W pojedynczym reaktorze katalitycznym znajdują się śladowe ilości metali szlachetnych, dlatego, aby uzyskać 1 kilogram platyny, należy ponownie przetworzyć kilka ton zużytych katalizatorów. Tego typu recykling może wydawać się nieefektywny, jednak biorąc pod uwagę liczbę samochodów, które każdego dnia pojawiają się na drogach, dodając do tego możliwości zużycia oraz uszkodzenia reaktorów katalitycznych, okazuje się, że odzysk jest potrzebny i ma jak najbardziej sens. Dodatkowo warto pamiętać o tym, że naturalne złoża platyny są na wyczerpaniu. Co więcej, recykling 2 ton zużytych lub uszkodzonych katalizatorów to sposób na uniknięcie wydobycia 150 ton rudy oraz szeregu nieekologicznych procesów, które prowadzą do otrzymania czystego metalu. Dodatkową zachętę, aby oddawać na skup złomu nieużyteczne katalizatory samochodowe, mogą stanowić korzyści finansowe. Platyna ze względu na wysoki popyt osiąga bardzo korzystne ceny skupu.
Katalizatory ulegają zużyciu i uszkodzeniom
Gdyby katalizatory były używane wyłącznie wtedy, gdy silnik w pojeździe jest rozgrzany do właściwej temperatury roboczej, mogłyby wytrzymywać przejechanie nawet 250 tysięcy kilometrów. Ponieważ jednak wielu kierowców porusza się na krótkich dystansach, także zimą, gdy silnik rozgrzewa się nieco wolniej, paliwo nie jest w całości prawidłowo spalane.

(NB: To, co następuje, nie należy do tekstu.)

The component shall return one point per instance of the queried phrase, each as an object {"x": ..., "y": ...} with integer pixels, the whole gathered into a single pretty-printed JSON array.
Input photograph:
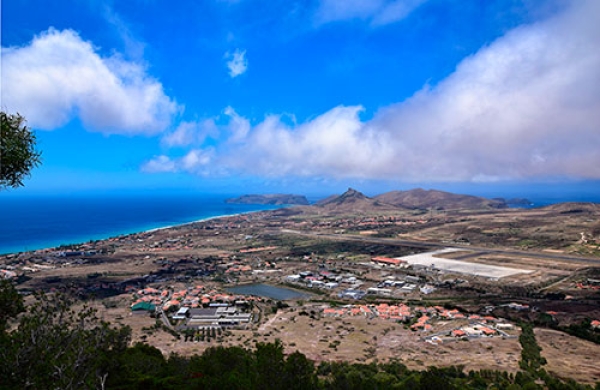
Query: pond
[{"x": 265, "y": 290}]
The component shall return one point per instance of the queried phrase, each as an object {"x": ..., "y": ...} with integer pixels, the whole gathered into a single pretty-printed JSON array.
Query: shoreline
[{"x": 136, "y": 231}]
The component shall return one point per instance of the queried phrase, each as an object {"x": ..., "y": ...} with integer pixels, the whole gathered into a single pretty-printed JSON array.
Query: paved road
[{"x": 436, "y": 245}]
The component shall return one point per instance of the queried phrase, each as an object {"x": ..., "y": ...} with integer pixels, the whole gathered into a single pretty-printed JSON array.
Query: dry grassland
[{"x": 569, "y": 356}]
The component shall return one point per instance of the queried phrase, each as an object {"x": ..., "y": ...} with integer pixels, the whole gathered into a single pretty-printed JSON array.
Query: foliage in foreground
[
  {"x": 18, "y": 155},
  {"x": 57, "y": 347}
]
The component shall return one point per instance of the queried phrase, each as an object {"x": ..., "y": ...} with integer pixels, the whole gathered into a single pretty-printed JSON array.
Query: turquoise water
[{"x": 45, "y": 221}]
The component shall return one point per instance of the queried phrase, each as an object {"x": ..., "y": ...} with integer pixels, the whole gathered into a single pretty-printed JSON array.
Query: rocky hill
[
  {"x": 438, "y": 200},
  {"x": 353, "y": 201}
]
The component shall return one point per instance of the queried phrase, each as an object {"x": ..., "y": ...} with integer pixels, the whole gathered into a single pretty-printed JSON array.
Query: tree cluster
[
  {"x": 18, "y": 154},
  {"x": 56, "y": 345}
]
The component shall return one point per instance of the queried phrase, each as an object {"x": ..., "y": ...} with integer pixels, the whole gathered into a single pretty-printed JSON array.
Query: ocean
[
  {"x": 43, "y": 221},
  {"x": 36, "y": 221}
]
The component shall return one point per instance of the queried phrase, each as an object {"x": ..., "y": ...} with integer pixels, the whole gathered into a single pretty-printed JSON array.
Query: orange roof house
[{"x": 387, "y": 261}]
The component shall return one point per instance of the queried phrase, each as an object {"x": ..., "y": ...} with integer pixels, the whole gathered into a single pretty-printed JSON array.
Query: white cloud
[
  {"x": 194, "y": 161},
  {"x": 59, "y": 76},
  {"x": 159, "y": 164},
  {"x": 237, "y": 64},
  {"x": 239, "y": 127},
  {"x": 378, "y": 12},
  {"x": 191, "y": 133},
  {"x": 526, "y": 106}
]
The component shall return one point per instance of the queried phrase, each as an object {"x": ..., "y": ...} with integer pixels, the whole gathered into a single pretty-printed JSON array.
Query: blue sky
[{"x": 306, "y": 96}]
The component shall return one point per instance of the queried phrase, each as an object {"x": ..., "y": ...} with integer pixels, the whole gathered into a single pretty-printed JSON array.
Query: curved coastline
[{"x": 80, "y": 239}]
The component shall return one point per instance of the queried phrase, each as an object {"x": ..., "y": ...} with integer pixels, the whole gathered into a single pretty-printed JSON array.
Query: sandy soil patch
[{"x": 462, "y": 267}]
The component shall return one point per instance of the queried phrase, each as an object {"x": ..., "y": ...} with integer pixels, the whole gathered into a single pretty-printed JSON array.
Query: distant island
[{"x": 270, "y": 199}]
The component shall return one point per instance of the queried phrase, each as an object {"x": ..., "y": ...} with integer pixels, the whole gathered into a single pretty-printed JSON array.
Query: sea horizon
[
  {"x": 43, "y": 221},
  {"x": 40, "y": 221}
]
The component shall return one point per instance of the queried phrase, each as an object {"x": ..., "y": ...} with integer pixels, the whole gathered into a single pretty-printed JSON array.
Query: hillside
[
  {"x": 439, "y": 200},
  {"x": 353, "y": 201}
]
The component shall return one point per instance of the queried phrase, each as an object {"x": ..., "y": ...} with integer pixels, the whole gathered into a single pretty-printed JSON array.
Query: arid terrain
[{"x": 427, "y": 286}]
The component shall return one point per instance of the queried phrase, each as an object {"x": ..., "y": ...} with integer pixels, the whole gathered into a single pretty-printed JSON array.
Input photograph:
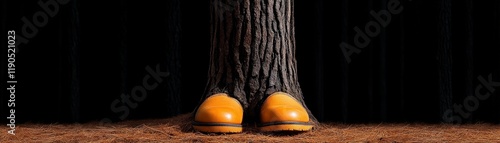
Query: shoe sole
[
  {"x": 287, "y": 127},
  {"x": 217, "y": 127}
]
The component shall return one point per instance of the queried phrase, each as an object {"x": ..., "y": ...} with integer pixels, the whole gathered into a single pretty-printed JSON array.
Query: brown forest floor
[{"x": 170, "y": 130}]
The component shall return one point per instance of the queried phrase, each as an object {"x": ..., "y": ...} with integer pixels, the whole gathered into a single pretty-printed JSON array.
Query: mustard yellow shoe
[
  {"x": 219, "y": 113},
  {"x": 282, "y": 112}
]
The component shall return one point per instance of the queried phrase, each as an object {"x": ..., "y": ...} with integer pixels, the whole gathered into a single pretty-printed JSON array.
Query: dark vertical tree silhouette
[
  {"x": 124, "y": 68},
  {"x": 318, "y": 60},
  {"x": 444, "y": 57},
  {"x": 253, "y": 51},
  {"x": 74, "y": 55},
  {"x": 469, "y": 49},
  {"x": 344, "y": 77},
  {"x": 172, "y": 61}
]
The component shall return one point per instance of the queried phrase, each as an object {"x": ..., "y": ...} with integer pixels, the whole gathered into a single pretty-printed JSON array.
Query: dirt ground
[{"x": 174, "y": 130}]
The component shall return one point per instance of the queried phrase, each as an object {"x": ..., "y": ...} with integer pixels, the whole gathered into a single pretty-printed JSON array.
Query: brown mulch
[{"x": 175, "y": 130}]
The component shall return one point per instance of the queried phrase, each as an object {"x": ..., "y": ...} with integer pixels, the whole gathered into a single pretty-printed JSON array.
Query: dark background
[{"x": 92, "y": 52}]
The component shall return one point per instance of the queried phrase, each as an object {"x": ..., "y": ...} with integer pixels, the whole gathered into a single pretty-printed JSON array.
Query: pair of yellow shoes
[{"x": 220, "y": 113}]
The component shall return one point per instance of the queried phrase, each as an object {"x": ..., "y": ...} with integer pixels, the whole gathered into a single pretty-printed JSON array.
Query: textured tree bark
[
  {"x": 173, "y": 99},
  {"x": 444, "y": 56},
  {"x": 253, "y": 51}
]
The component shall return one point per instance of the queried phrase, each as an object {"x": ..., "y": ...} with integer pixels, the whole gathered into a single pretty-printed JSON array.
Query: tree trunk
[
  {"x": 444, "y": 57},
  {"x": 253, "y": 51},
  {"x": 173, "y": 84}
]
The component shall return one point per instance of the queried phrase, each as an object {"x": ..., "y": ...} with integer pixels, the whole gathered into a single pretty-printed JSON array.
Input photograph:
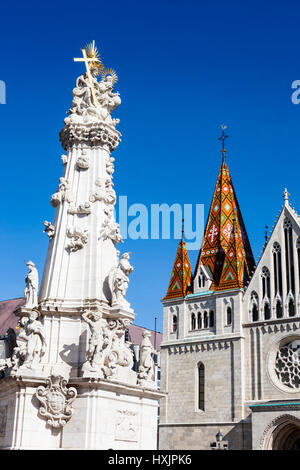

Jego niespalone drobiny atakują blok ceramiczny katalizatora, obniżając jego żywotność. Nietrudno też uszkodzić katalizator w czasie jazdy – wystarczy nieostrożny wjazd na wysoki krawężnik albo dynamiczne pokonanie sporej nierówności na drodze. Uszkodzony lub zużyty katalizator trzeba wówczas wymienić. Kłopot ma kierowca, ale powstaje też odpad wymagający recyklingu.
Platyna zawarta w zużytym lub uszkodzonym katalizatorze powinna zostać odzyskana: jej złoża na świecie nie są duże i zbliżają się do wyczerpania, a na taśmach montażowych miliony samochodów czekają na nowe konwertery katalityczne. Na całym świecie odbywa się więc skup katalizatorów. Potem trzeba więc tych parę gramów platyny, z zakupionego wcześniej przez wyspecjalizowaną firmę złomu, odseparować. Nie jest to jednak zabieg prosty.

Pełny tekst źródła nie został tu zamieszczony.